Army physicians had diagnosed Manning with the condition several years prior, according to the lawsuit.

As a remedy, the National Commission on Correctional Healthcare has recommended that inmates like Manning receive medical treatment that follows World Professional Association for Transgender Health (WPATH) standards of care, like providing hormone therapy. Several respected medical organizations, including the American Medical Association and the American Psychological Association, support WPATH recommendations.
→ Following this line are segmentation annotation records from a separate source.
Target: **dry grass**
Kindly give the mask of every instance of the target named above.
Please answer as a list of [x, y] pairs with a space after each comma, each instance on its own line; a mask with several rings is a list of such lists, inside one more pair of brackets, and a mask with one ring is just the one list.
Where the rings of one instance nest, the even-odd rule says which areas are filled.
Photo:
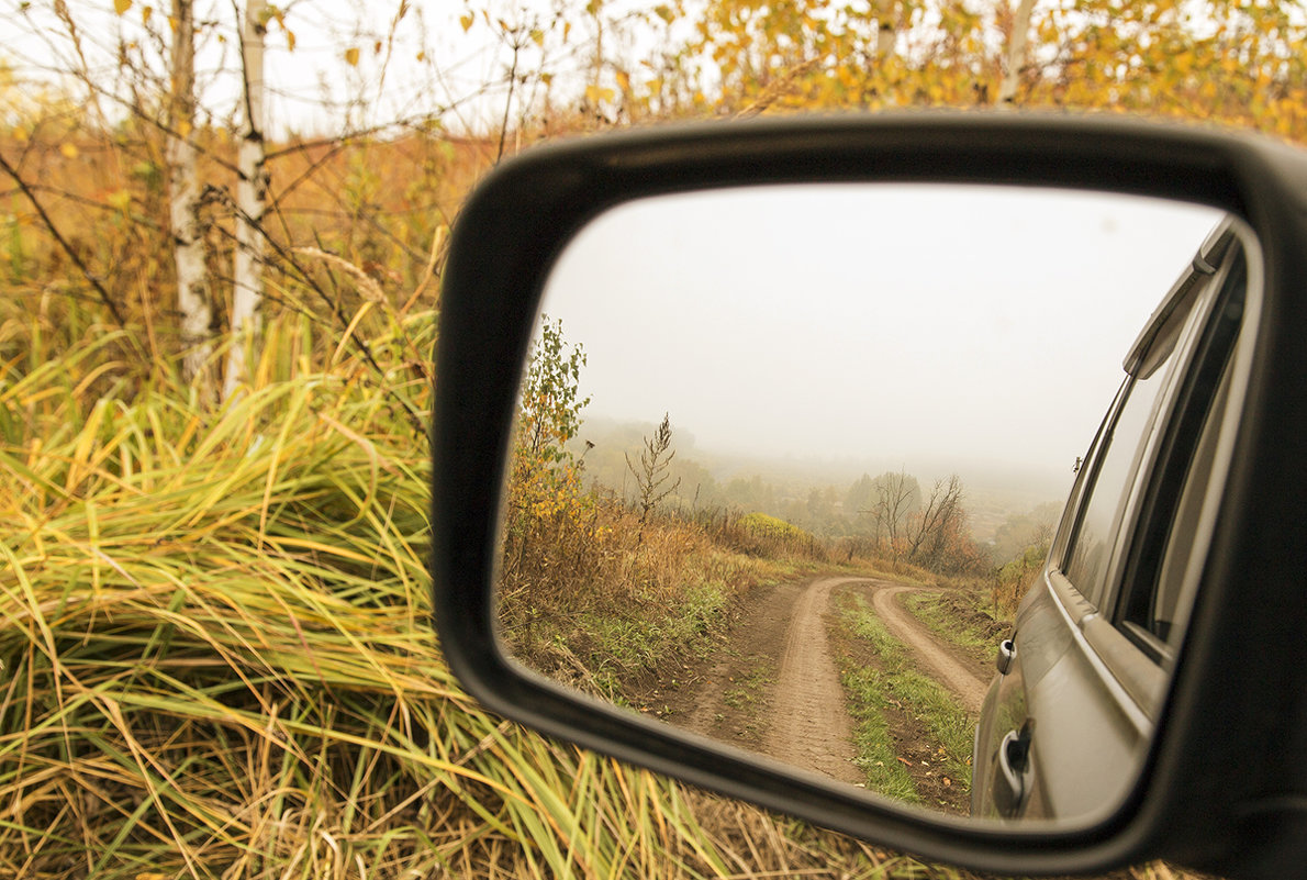
[[[91, 322], [4, 365], [0, 877], [912, 864], [481, 711], [427, 620], [426, 450], [396, 401], [426, 412], [429, 384], [311, 328], [273, 322], [216, 411]], [[434, 332], [371, 344], [403, 364]]]

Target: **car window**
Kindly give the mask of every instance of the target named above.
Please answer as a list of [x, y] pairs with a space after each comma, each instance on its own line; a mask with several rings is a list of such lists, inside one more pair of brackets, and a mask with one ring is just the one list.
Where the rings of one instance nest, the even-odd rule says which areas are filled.
[[1124, 400], [1093, 462], [1089, 496], [1081, 509], [1070, 557], [1063, 573], [1095, 607], [1103, 604], [1115, 537], [1174, 361], [1172, 345], [1172, 352], [1166, 354], [1157, 370], [1146, 378], [1125, 381]]
[[1174, 651], [1183, 630], [1180, 616], [1192, 604], [1185, 577], [1199, 514], [1208, 498], [1216, 446], [1229, 394], [1229, 361], [1243, 314], [1247, 267], [1242, 254], [1219, 279], [1212, 320], [1196, 345], [1193, 366], [1175, 395], [1175, 416], [1161, 443], [1142, 515], [1153, 528], [1125, 569], [1127, 587], [1117, 625], [1154, 659]]

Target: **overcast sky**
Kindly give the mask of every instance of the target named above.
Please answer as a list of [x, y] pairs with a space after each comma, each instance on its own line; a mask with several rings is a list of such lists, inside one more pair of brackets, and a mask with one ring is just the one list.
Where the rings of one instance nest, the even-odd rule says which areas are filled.
[[669, 412], [749, 455], [1069, 473], [1218, 218], [1016, 188], [664, 196], [586, 228], [542, 311], [584, 345], [596, 416]]

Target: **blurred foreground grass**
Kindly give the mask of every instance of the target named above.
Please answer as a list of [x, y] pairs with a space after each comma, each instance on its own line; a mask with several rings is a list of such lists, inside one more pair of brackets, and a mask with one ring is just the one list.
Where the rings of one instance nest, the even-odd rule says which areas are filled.
[[0, 339], [0, 877], [940, 873], [459, 690], [405, 412], [434, 314], [370, 340], [386, 375], [277, 319], [217, 408], [141, 336], [38, 331]]

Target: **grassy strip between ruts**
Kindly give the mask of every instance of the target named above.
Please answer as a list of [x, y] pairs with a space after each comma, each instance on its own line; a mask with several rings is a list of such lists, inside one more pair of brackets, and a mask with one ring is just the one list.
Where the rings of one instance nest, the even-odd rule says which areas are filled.
[[[919, 591], [907, 594], [903, 605], [927, 629], [983, 662], [993, 659], [1010, 622], [984, 611], [984, 596], [970, 590]], [[992, 671], [992, 667], [991, 667]]]
[[[855, 745], [857, 761], [868, 774], [868, 787], [882, 794], [924, 803], [907, 768], [920, 758], [899, 754], [890, 732], [890, 717], [919, 724], [929, 740], [929, 773], [957, 792], [971, 785], [971, 739], [975, 719], [935, 680], [918, 672], [907, 649], [889, 634], [867, 601], [855, 592], [840, 599], [840, 633], [852, 642], [853, 652], [842, 658], [842, 681], [850, 713], [857, 722]], [[868, 651], [870, 663], [861, 664], [856, 650]]]

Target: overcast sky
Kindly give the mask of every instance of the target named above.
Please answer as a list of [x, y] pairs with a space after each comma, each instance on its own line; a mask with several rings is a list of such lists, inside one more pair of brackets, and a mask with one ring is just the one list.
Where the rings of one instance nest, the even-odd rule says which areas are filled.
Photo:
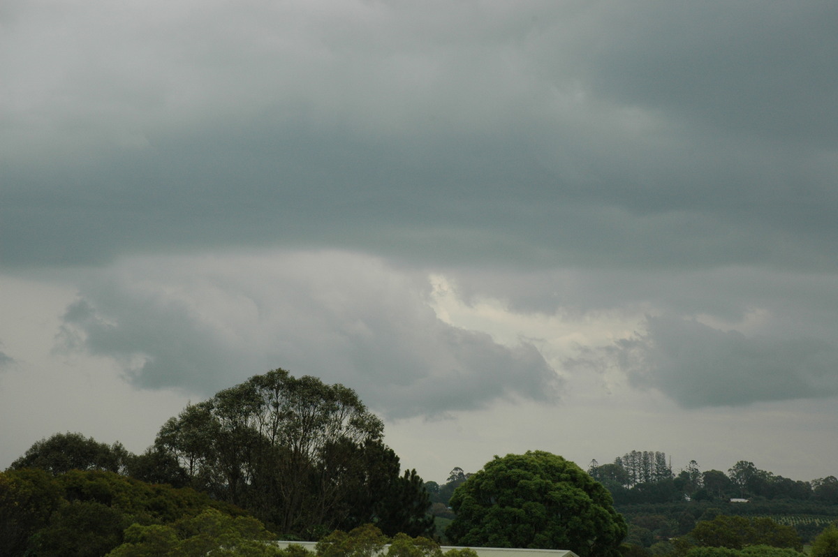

Chase Strangio, a staff attorney with the ACLU, said in a statement that the investigation was “deeply troubling” and noted that government continues to deny Manning medical care related to her gender dysphoria condition and her recent suicide attempt.

“Now, while Chelsea is suffering the darkest depression she has experienced since her arrest, the government is taking actions to punish her for that pain. It is unconscionable and we hope that the investigation is immediately ended and that she is given the health care that she needs to recover,” Strangio said.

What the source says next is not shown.